Cumhuriyet’in ikinci yüzyılına bir yıl kalmışken, Mustafa Kemal’in kurduğu CHP’nin genel müdürü Kemal Kılıçdaroğlu ve özel ekibi, iktidarı almak için gerekli olduğunu düşünerek giriştikleri manevralarla, Cumhuriyet’in bütün düşünce setlerini yerle bir edenlere ideolojik meşruiyet sağlamayı; CHP’nin masadan müttefiki sağcılar da, bu sayede, yetmiş yıldan fazladır fikren hep muktedir olmanın özgüveniyle şımarıklık etmeyi sürdürüyorlar. Kendisini solcu olarak addeden bazı gazetecilerin, son zamanlarda, muhalefetin cumhurbaşkanı adayının bir sağcı değil de Kemal Kılıçdaroğlu olması gerektiğini sıklıkla dile getirmesine bozulan Meral Akşener’in, geçen hafta katıldığı Halk TV yayınında, istenmiyorlarsa masadan hemen kalkabileceklerini söylemesi; Ahmet Davutoğlu’nun her fırsatta, hayatını CHP zihniyetiyle mücadele ederek geçirdiğini belirtmesi; Ali Babacan’ın, biz bugüne bakıyoruz, yoksa CHP’nin geçmişinde neler neler var, gibi sözler sarf etmesi artık vaka-ı adiyeden sayılıyor.
CHP’lilerse; seçilebilecek aday çıkaracağız, diyerek 2023’ten sonra da devletin başında yine, yeni, yeniden sağcı bir cumhurbaşkanı görme arzularını her fırsatta dile getiren Altılı Masa bileşenlerinin bu tavır, söz ve eylemlerine hiç ses çıkarmıyor, Türkiye’nin bir enkaza dönüşmesinde etkisi, payı, rolü olan bu tiplerin her dediğini yutuyorlar.
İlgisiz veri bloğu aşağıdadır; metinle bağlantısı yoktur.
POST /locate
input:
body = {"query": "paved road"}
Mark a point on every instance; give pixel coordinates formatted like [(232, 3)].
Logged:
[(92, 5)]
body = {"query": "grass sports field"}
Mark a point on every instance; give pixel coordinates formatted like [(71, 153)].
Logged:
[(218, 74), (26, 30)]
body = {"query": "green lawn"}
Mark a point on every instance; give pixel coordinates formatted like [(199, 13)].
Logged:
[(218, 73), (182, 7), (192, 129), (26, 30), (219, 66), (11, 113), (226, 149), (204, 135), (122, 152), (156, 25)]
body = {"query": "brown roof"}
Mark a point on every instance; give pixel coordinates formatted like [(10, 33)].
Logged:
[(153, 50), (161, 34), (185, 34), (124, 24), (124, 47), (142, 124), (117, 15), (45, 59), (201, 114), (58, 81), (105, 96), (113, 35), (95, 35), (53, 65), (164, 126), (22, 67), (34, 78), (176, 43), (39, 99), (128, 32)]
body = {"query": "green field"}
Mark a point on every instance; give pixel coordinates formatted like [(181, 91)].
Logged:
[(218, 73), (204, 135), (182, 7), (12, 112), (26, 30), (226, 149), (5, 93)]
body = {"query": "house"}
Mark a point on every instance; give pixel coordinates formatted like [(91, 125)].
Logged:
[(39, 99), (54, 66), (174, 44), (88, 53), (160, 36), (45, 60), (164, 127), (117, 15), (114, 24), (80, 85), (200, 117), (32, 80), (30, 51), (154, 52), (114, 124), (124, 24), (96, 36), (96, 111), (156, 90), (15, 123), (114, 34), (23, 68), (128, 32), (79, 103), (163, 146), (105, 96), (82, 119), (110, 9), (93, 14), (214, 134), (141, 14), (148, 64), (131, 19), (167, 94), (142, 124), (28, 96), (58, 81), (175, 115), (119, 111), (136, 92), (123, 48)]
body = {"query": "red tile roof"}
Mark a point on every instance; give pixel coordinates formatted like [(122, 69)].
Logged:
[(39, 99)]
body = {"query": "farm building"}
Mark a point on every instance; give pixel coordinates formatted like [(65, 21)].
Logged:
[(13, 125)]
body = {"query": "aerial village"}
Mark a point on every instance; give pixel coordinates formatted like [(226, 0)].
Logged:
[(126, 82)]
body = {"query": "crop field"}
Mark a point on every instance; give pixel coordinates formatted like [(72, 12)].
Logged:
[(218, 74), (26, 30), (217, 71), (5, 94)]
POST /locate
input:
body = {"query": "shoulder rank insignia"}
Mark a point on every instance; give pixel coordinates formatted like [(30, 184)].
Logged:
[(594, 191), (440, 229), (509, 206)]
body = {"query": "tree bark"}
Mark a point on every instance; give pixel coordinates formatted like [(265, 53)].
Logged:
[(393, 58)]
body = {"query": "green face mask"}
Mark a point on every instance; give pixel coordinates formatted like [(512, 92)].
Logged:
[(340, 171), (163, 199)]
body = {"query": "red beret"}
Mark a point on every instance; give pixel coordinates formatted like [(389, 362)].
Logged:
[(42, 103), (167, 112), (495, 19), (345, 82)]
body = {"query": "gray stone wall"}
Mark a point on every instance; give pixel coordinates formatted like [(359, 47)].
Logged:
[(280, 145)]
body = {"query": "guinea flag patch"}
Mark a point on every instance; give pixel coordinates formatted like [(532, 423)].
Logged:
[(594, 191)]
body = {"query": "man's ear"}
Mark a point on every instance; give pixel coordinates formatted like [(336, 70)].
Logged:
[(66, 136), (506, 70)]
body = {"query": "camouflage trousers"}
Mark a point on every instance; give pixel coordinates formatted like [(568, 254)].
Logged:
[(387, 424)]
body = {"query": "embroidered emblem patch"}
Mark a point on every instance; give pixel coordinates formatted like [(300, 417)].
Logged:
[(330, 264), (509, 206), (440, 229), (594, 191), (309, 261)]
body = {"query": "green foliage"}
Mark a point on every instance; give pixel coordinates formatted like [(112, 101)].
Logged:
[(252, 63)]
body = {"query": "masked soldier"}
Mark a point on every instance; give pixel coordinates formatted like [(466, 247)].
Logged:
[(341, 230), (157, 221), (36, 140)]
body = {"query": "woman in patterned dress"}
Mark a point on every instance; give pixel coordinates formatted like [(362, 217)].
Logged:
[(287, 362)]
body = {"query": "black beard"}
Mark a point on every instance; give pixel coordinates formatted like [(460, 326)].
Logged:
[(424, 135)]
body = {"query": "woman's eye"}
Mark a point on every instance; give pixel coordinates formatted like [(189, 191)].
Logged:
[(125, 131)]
On yıllardır süren iktidarsızlığa rağmen, partilerini desteklemekten geri durmayan insanların oylarını garanti gördüklerinden, aritmetik hesaplarıyla, AKP’nin seçmenlerinin hoşuna gideceğini düşündükleri açılımlar peşinde koşuyorlar.
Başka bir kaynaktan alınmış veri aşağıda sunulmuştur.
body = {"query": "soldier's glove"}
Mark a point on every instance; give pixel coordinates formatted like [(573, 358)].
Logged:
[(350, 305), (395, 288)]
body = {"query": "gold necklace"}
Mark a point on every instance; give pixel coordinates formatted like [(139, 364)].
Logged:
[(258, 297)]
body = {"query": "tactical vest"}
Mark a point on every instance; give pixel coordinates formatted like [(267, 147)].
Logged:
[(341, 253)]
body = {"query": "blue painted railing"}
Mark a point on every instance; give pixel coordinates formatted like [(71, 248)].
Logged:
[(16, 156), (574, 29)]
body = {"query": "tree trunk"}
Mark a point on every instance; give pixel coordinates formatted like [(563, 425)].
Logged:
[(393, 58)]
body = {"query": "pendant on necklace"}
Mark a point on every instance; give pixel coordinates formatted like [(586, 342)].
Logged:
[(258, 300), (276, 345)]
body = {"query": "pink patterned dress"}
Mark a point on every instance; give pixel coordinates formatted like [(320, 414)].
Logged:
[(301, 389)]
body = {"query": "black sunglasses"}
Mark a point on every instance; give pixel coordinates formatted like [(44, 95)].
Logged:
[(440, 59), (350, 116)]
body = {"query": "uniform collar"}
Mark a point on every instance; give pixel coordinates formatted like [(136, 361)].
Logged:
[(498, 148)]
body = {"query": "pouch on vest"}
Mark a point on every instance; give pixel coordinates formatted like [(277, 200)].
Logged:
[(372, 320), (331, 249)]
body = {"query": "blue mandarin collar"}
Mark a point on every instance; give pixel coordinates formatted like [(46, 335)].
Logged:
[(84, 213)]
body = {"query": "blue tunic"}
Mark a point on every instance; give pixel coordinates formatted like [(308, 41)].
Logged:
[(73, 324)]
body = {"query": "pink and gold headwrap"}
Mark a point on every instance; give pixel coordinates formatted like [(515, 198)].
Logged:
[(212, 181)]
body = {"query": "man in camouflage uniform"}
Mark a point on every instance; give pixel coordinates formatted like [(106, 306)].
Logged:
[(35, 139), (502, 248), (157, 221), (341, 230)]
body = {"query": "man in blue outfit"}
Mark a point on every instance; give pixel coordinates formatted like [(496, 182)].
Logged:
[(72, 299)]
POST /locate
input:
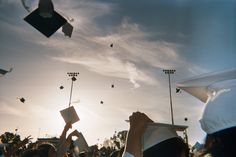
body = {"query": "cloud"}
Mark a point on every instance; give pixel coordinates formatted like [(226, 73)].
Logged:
[(11, 110), (133, 56)]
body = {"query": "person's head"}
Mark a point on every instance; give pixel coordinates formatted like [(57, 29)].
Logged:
[(173, 147), (222, 143), (31, 153), (219, 122), (47, 150)]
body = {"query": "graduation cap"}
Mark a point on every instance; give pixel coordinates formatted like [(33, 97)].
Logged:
[(159, 132), (69, 115), (22, 100), (67, 29), (3, 72), (45, 19), (178, 90), (208, 86)]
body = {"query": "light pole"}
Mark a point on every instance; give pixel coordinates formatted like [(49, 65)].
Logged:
[(73, 76), (170, 71)]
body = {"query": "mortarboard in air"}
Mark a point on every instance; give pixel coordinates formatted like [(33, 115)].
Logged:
[(22, 100), (159, 132), (67, 29), (208, 86), (45, 19), (4, 72), (69, 115)]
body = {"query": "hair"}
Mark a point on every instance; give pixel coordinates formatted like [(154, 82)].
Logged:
[(44, 149), (172, 147), (31, 153), (221, 143)]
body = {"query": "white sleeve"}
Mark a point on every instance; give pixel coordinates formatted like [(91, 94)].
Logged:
[(126, 154)]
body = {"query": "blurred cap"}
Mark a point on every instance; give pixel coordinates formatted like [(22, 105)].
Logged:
[(208, 86), (69, 115), (67, 29), (46, 26), (159, 132)]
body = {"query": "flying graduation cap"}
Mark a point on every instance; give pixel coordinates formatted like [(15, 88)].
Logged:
[(67, 29), (22, 99), (45, 19), (61, 87), (4, 72)]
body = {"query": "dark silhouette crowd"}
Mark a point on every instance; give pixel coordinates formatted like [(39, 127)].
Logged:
[(146, 138)]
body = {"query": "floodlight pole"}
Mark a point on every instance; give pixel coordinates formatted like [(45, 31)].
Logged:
[(170, 71), (73, 76)]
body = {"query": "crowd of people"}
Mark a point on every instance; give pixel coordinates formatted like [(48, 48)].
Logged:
[(218, 121)]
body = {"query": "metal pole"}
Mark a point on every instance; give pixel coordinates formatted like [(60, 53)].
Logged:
[(171, 108), (71, 91)]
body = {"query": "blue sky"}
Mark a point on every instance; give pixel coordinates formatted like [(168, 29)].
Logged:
[(148, 36)]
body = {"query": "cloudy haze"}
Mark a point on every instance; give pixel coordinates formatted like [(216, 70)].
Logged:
[(147, 36)]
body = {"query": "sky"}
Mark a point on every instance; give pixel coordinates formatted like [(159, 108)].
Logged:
[(192, 37)]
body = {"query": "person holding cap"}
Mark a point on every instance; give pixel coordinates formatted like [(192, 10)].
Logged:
[(149, 139), (219, 122), (218, 91)]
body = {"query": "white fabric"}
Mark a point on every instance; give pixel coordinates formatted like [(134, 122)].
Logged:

Kılıçdaroğlu’nun, kamuda giyim kuşam, kılık kıyafetle, özelinde türbanla ilgili son hamlesi de bunlardan biriydi. Endişeli muhafazakârları teskin edecek, olası bir iktidar değişikliğinde, AKP döneminde edindikleri kazanımlarını kaybetme korkusu yaşayanların yüreğine su serpecek bir yasa teklifiyle, çok mühim bir iş yaptıklarını zanneden CHP’liler, doğal ki türbana dolandılar. Siyasal İslamcıların uzmanlık alanı olan din istismarının özel bir başlığını teşkil eden türbancılıktan sadece Türkiye’nin muhtarının ekmek çıkarabileceğini göz ardı ettiler ve bunun bedelini de ödeyecekler, zira evcilik oynar gibi siyaset yapılmaz. İş şimdiden anayasa referandumu teklifine kadar gitti.
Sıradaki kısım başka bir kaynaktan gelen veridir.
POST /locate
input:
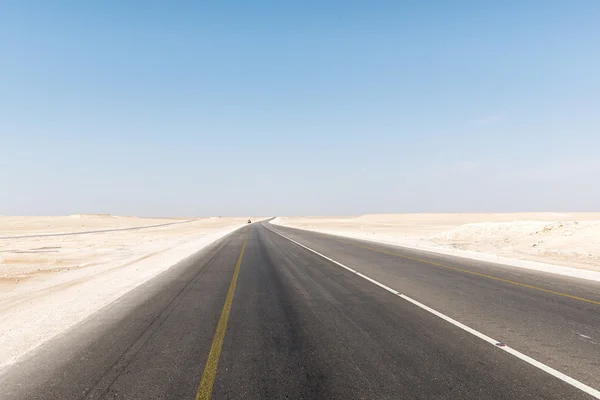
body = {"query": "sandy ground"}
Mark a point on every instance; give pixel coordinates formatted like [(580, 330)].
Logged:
[(565, 239), (54, 272)]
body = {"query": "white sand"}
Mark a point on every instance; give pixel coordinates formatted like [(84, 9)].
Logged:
[(49, 283), (562, 239)]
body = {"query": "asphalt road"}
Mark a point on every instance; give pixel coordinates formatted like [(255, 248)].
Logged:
[(257, 316)]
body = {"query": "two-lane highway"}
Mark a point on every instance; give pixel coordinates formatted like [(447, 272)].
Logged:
[(271, 312)]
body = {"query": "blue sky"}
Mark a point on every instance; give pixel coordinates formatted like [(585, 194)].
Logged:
[(300, 107)]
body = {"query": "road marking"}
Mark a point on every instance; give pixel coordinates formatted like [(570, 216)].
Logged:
[(557, 374), (210, 370), (478, 274)]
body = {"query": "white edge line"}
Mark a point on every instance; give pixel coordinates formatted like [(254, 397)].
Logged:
[(557, 374)]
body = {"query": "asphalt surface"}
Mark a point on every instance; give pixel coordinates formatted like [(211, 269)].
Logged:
[(302, 327)]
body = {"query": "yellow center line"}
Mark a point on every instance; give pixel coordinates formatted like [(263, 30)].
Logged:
[(480, 274), (210, 369)]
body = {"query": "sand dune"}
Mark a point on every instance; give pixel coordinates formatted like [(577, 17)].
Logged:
[(49, 283), (570, 239)]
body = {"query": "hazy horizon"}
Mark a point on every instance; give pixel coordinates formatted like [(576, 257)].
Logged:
[(270, 108)]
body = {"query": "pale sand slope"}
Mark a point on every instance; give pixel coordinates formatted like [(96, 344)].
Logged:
[(565, 239), (49, 283)]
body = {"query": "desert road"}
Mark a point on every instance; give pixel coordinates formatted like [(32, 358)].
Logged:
[(277, 313)]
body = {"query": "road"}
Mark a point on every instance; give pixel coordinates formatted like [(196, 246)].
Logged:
[(259, 316)]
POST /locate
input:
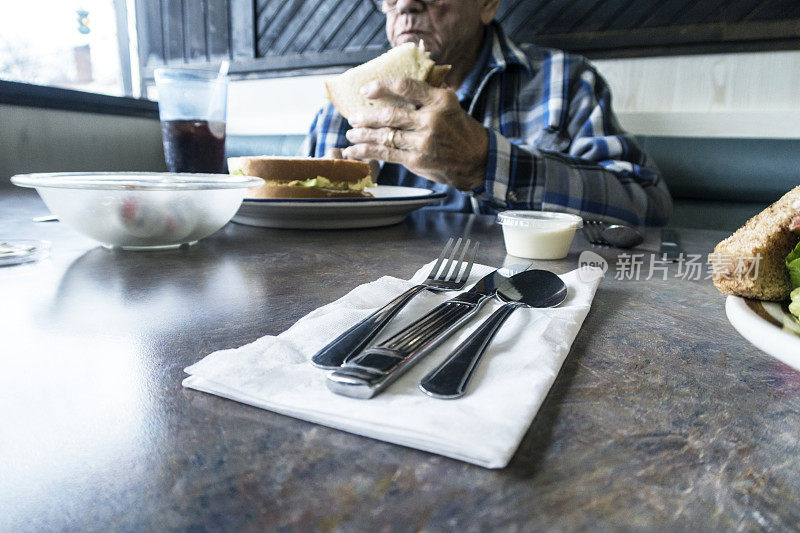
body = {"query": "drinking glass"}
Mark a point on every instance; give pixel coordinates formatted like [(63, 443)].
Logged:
[(192, 106)]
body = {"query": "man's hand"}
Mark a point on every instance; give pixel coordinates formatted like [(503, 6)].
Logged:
[(436, 139)]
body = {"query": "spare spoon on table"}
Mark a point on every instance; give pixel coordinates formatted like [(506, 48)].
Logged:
[(532, 288)]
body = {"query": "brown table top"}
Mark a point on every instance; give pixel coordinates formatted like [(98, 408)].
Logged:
[(662, 416)]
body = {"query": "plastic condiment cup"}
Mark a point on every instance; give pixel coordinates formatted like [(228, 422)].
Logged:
[(538, 234)]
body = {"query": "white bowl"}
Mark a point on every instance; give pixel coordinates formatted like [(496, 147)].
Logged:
[(538, 234), (141, 210)]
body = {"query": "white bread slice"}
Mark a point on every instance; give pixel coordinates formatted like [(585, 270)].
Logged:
[(278, 171), (766, 235), (405, 61)]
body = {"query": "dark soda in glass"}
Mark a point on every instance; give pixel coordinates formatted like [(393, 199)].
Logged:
[(194, 146)]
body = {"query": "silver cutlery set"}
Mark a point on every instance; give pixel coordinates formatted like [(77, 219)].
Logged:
[(362, 373)]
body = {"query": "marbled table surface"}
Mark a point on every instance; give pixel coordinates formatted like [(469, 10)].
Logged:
[(662, 417)]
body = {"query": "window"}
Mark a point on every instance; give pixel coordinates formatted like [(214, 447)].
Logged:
[(71, 44)]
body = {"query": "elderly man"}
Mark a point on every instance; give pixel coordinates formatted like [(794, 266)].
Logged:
[(514, 127)]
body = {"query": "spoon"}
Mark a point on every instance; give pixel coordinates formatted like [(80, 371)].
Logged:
[(622, 236), (532, 288)]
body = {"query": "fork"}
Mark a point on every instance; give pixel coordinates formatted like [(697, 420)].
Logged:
[(443, 277)]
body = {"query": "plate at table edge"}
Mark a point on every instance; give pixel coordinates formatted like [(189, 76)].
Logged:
[(390, 205), (768, 326)]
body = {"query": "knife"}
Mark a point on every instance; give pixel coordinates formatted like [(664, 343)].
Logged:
[(374, 369)]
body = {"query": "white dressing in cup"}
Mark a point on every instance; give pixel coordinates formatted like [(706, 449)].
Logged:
[(538, 234)]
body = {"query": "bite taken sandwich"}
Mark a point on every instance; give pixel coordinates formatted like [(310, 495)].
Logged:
[(405, 61), (761, 260), (304, 177)]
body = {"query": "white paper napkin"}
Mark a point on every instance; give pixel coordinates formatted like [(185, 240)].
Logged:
[(483, 427)]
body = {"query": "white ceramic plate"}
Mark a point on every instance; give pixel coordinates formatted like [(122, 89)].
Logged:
[(390, 205), (768, 326)]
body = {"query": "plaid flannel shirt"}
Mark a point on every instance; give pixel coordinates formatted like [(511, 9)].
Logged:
[(554, 141)]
Ancak CHP’lilerin bu örtü merakının bugün başlamadığını hatırlatmakta yarar var. 2008’de de dönemin genel başkanı Deniz Baykal, biraz da Gürsel Tekin ve Mehmet Sevigen’in işgüzarlığı nedeniyle, çarşaflı kadınlara rozet takıyor, kimseyi dışlamadıklarını anlatmaya çalışıyordu. Zaten hemen sonrasında da o yılların çalışkan, dürüst vekili, DSP’den sekip CHP’ye gelen emekli bürokrat Bay Kemal; bazı lüzumsuzların iddia ettiği gibi bir komployla falan değil, partinin en güçlü isimlerinden Önder Sav’ın desteğiyle CHP’ye genel başkan oluyor, derhal, laikliğin tehlikede olmadığı, CHP’nin soluna değil sağına gitmesi gerektiği tezleriyle partiyi yeniden şekillendirmeye girişiyordu.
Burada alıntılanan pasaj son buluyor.